The refugees I met faced a dilemma: The best way to leave the camps through resettlement seemed to be to stay there ever longer, without forging any connections. But there was a distinct and persistent possibility that priorities might change and render this long-term, difficult effort meaningless.
Families in these camps were often separated as a consequence of UNHCR policies. A case in point is Amin Amey, who was in his 20s when he reported having been separated from his parents in 1991 when he was 9 years old. He later reunited with his mother, but he was separated from her again when he was resettled in Sweden. According to a report in The Refugee newsletter, a publication that circulates in the camps, “The dream that Amey waited for two decades finally became true when the UNHCR contacted him about his departure to his new home, Sweden. … However, Amey’s final days in the camp were also filled with [a] mixture of happy and sad emotions. His mother, who was missing without a trace for 15 years, reunited with him only days before this departure. Amey said he couldn’t include his mother because she is not a registered refugee.” It is quite likely that Amey was actually reunited with his mother earlier and that he had kept their relationship a secret for fear of it derailing his resettlement.

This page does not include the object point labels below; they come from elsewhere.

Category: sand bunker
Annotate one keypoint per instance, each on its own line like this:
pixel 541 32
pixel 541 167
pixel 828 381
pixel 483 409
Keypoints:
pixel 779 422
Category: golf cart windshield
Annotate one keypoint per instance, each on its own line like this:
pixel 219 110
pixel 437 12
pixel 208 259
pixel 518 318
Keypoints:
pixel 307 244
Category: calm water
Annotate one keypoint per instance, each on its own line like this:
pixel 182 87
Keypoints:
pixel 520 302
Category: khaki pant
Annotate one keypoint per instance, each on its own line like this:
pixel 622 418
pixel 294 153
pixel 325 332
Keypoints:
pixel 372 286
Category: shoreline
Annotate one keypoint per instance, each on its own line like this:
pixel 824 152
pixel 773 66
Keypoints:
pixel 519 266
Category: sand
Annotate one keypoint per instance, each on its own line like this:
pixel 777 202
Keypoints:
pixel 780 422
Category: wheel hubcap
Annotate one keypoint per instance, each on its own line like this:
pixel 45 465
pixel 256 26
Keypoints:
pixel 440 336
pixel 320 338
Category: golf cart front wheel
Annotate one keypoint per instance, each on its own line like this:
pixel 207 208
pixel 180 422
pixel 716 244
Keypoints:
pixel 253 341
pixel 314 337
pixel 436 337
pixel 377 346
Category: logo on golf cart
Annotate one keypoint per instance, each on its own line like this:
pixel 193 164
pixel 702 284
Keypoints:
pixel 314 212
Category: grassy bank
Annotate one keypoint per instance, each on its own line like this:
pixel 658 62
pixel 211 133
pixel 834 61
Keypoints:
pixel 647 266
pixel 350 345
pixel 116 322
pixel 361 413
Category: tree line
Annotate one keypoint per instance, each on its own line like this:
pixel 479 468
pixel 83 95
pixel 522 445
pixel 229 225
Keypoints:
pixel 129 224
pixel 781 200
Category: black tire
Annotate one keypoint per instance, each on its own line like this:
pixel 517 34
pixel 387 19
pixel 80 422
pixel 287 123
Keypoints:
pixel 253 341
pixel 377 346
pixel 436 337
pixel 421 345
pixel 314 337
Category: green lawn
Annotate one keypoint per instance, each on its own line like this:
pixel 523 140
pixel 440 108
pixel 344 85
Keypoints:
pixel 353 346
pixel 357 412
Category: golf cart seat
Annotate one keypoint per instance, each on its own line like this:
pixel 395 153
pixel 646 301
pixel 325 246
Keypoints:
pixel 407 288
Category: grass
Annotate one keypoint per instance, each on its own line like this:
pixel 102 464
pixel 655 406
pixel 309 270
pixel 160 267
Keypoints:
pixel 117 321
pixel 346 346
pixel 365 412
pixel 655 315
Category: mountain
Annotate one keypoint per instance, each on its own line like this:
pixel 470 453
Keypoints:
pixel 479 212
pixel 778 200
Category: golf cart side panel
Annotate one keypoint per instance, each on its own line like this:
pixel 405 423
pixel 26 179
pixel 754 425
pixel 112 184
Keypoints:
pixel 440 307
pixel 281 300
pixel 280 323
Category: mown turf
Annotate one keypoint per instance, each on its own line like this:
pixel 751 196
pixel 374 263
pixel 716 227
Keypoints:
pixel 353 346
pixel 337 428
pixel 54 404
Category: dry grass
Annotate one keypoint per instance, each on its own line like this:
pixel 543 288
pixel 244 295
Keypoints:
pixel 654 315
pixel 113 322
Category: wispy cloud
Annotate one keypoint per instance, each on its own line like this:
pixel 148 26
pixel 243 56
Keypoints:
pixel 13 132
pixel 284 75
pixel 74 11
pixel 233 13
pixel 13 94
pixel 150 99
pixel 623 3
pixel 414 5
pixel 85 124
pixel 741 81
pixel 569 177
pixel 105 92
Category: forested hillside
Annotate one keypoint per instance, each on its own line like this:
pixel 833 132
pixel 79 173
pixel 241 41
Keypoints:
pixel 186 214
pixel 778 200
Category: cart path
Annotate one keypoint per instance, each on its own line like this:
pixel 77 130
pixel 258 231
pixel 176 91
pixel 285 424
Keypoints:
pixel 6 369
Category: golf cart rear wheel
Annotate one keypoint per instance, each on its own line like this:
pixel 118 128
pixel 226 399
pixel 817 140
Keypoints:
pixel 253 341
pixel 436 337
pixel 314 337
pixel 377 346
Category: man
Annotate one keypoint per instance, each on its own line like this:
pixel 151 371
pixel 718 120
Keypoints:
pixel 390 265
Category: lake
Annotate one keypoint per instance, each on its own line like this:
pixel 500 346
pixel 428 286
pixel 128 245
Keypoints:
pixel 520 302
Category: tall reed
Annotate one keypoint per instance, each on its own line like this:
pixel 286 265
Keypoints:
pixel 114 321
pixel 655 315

Others were motivated by circumstances to lie and cover up their relations in order to reinforce their vulnerabilities. Noor (a pseudonym), for example, had a sister whose family had been hurriedly evacuated to a European country amid heavy fighting in Mogadishu in 2005. They left behind her husband’s second wife and children. Eventually, the brother-in-law’s second family was cleared to join the rest of the family in Europe, but prior to their departure, they perished in a shell attack. This tragic incident provided a precious opportunity that could not be wasted: Following his sister’s advice, Noor asked his own wife and child to assume the identities of the dead so they would be granted passage to Europe. They did so, leaving Noor behind.
Noor hoped to follow, but five years later, his resettlement was still elusive. When I visited him in 2012, he had just received the sad news that his wife was requesting a divorce so she could marry a man she had met in Europe. At first, he refused to grant it, but he later consented when he realized that his “vulnerability” as the only surviving member of his family would come under scrutiny if officials discovered the existence of his wife, who had assumed a different identity. This seemed more likely if he prolonged the divorce negotiations.

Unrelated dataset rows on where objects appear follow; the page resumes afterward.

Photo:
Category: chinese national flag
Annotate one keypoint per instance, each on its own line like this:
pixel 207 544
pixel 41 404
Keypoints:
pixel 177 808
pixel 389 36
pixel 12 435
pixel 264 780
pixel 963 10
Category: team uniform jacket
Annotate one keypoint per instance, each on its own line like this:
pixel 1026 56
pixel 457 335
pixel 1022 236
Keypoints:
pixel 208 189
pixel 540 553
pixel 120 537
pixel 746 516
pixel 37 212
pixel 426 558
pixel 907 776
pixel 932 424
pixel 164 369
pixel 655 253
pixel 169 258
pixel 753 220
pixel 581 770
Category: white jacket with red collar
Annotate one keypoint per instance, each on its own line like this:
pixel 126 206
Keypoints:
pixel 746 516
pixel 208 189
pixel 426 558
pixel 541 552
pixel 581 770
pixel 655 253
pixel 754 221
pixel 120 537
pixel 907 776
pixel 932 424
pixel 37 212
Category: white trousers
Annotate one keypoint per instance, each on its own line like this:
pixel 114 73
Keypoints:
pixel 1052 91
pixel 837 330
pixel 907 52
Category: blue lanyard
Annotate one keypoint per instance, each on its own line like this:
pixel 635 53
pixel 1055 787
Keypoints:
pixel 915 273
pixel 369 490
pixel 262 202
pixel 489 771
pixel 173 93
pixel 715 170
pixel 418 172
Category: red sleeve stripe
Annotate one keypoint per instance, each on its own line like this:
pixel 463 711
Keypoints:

Because of the long history of cross-border interactions between refugees and locals, it was almost impossible for refugees not to have connections outside the camps. The UNHCR guidelines prompted people to mask or undermine these connections, which made their lives more difficult. As another example of this problem, refugees who had integrated into Kenyan urban centers would regularly travel back to be confirmed as camp residents during refugee verification exercises, disrupting their lives for the sake of appearing more vulnerable.

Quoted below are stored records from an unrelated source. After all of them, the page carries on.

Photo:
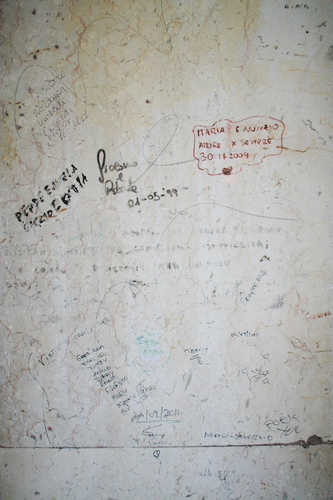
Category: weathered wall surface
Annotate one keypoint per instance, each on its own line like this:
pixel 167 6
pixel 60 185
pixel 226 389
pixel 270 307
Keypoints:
pixel 166 251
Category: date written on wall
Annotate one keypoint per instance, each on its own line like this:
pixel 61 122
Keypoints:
pixel 226 146
pixel 120 183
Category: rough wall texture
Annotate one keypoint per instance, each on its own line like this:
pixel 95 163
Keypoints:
pixel 166 251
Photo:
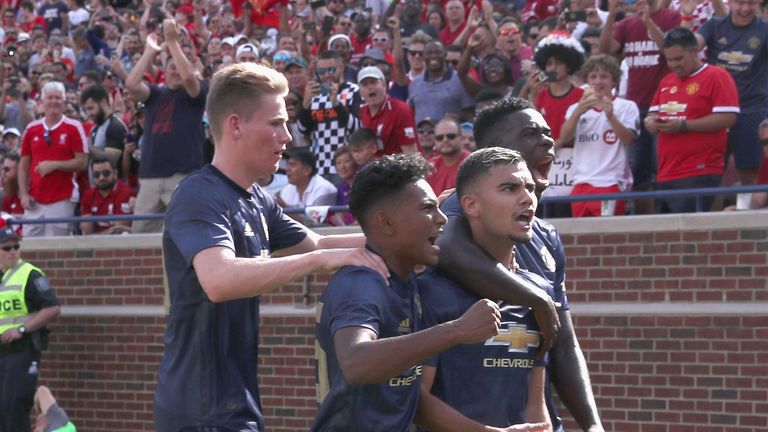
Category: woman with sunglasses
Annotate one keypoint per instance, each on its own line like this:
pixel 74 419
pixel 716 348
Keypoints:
pixel 27 305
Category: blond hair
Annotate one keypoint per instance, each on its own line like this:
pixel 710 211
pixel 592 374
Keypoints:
pixel 238 89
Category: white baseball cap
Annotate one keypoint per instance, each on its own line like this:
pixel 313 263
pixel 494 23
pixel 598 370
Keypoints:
pixel 369 72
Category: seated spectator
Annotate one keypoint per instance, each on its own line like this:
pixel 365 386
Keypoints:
pixel 603 127
pixel 362 146
pixel 305 188
pixel 391 119
pixel 51 417
pixel 347 170
pixel 108 196
pixel 450 152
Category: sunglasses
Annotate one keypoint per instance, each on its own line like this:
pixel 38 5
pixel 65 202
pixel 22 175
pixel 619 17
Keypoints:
pixel 282 57
pixel 446 136
pixel 507 32
pixel 326 71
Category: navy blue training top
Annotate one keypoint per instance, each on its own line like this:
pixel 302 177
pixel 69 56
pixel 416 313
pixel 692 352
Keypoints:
pixel 486 382
pixel 360 297
pixel 207 375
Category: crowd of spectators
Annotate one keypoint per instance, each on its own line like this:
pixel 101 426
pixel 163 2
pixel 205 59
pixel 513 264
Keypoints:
pixel 103 107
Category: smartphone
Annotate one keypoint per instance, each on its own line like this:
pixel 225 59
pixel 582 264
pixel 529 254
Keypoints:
pixel 576 16
pixel 327 24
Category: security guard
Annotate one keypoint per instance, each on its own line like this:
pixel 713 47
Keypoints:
pixel 27 305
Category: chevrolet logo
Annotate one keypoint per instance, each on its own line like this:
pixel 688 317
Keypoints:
pixel 673 108
pixel 516 337
pixel 734 57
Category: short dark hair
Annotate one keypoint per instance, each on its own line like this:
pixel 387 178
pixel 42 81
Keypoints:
pixel 382 179
pixel 480 162
pixel 111 163
pixel 681 37
pixel 488 117
pixel 360 137
pixel 96 93
pixel 329 55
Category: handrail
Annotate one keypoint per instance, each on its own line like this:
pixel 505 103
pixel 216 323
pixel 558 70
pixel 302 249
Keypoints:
pixel 629 196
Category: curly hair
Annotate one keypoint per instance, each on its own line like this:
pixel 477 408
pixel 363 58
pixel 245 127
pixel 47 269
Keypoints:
pixel 382 179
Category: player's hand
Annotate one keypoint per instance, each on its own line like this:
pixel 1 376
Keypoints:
pixel 548 322
pixel 10 335
pixel 45 167
pixel 393 23
pixel 170 30
pixel 480 322
pixel 334 259
pixel 153 44
pixel 651 123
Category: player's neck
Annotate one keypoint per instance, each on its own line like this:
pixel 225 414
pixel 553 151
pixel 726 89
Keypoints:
pixel 501 248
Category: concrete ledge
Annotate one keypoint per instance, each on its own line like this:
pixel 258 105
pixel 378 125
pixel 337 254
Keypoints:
pixel 602 225
pixel 661 223
pixel 586 309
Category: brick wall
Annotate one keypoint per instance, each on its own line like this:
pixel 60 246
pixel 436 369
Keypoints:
pixel 670 311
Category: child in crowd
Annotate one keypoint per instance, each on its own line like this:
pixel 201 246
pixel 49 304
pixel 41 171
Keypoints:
pixel 362 145
pixel 603 127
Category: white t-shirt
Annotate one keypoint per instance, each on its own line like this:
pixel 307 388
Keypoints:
pixel 599 158
pixel 320 192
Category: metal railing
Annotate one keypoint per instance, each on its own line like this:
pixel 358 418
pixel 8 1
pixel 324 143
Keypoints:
pixel 628 196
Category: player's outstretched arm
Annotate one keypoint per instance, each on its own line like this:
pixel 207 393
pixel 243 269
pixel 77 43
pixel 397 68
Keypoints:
pixel 366 359
pixel 468 264
pixel 437 416
pixel 571 377
pixel 224 276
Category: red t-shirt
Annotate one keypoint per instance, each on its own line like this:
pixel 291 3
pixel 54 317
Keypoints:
pixel 553 108
pixel 647 65
pixel 12 205
pixel 762 175
pixel 393 125
pixel 443 176
pixel 66 138
pixel 448 37
pixel 116 202
pixel 709 90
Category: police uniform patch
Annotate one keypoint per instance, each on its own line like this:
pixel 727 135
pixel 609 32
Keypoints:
pixel 42 284
pixel 547 258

Humanitarian policies do not often map perfectly onto the way people manage their lives. That perhaps cannot change. But organizations like the UNHCR should pay more attention to local nuances and complexities, and attempt to minimize the unintended and undesirable consequences of their policies. The most vulnerable of our societies should not be encouraged to invest in preserving their vulnerabilities.
Fred Nyongesa Ikanda is the chair of the sociology and anthropology department at Maseno University in Kenya.